A Sketchbook Exercise
- Draw a real object or scene from your imagination. For some reason, I always think about a pumpkin when considering the subject for this exercise. It’s pretty easy, and readily recognizable by most people.
- Find a photo of a pumpkin and draw it again from reference.
- If you’re feeling especially adventurous, you can try drawing it from several different angles using only the one bit of reference.
- Find a real pumpkin and draw it from several different angles, from life.
- Draw it one more time from memory. How does it compare to the original one you drew from imagination?
Each drawing should be different, but how are they different? Our skills and visual vocabularies are built up like legos. When we first begin to draw something, it’s like building with Duplo blocks. Kind of big and clunky, all the parts are there, but there isn’t any fine detail or individuality. Ultimately, it’s kind of a symbol of the real thing. As we learn about what’s really there, and what makes each individual unique, our skill improves and we start building with regular, and then technic legos. Each step adds more detail, and makes the experience richer for both the builder and the viewer.

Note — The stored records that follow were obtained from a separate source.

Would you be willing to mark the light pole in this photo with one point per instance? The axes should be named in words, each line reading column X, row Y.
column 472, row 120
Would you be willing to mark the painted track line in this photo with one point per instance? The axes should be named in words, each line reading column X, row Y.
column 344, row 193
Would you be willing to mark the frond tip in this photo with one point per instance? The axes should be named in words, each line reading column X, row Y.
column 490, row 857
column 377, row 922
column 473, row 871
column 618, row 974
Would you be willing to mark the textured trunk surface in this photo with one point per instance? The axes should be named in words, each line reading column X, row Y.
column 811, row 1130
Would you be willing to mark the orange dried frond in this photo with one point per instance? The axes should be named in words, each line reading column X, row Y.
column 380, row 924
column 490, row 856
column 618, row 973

Life drawing is an important component of sketchbook practice, but it isn’t without it’s special challenges. I did today’s drawing at the library while the kid’s read and played in the children’s area. Right after we got there, mom came in with her little boy and sat down to read while he played, so I started drawing her. If you’re drawing a cute, single mom at the library and you’re six-year-old drawing is close by, there’s a better than average chance that she’s going to ask loudly if that’s what you’re doing. I don’t know if it’s more embarrassing getting noticed drawing someone, or getting called out doing it. Hahahaha!